Surgery on the brain (or that aims to affect the brain) is a highly emotive issue, especially when performed on children as in these cases. The Strand episode is an interesting example in which a popular representation of psychosurgery was positive – so much so that several doctors were moved to respond to it. ‘Creating a Mind’ sits in contrast to tales like Heart and Science (mentioned in this post) that portrayed surgery on the brain as a Gothic nightmare.

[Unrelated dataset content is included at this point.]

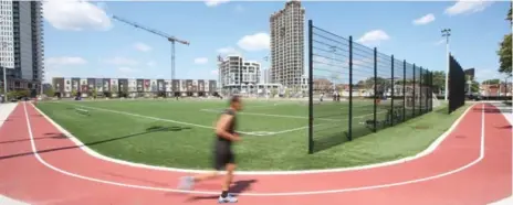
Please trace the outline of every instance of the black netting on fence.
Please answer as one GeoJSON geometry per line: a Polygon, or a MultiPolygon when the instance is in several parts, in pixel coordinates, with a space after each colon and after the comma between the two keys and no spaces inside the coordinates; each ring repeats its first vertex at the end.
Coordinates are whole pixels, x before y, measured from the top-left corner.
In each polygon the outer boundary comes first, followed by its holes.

It’s a reminder, then, that discussions about psychosurgery often extended beyond the asylum walls and that opinions on the matter were rarely straightforward: for some parents of the 1890s, a novel medical procedure such as craniectomy may have been perceived as a means of ‘cure’ for their children.

Further reading

L.T. Meade and Clifford Halifax, ‘Stories from the Diary of a Doctor: Creating a Mind’, The Strand Magazine (Jan. 1895).

G.E. Shuttleworth, ‘The Surgical Treatment of Idiocy‘, Journal of Mental Science (Jan. 1896).

T. Telford-Smith, ‘Craniectomy for Idiocy, with Notes of a Case‘, Journal of Mental Science (Jul. 1897).

T. Telford-Smith, ‘Craniectomy, with the After-History of Two Cases‘, Journal of Mental Science (Jan. 1896).

David Wright and Anne Digby (eds.), From Idiocy to Mental Deficiency: Historical Perspectives on People with Learning Disabilities (London: Routledge, 1996).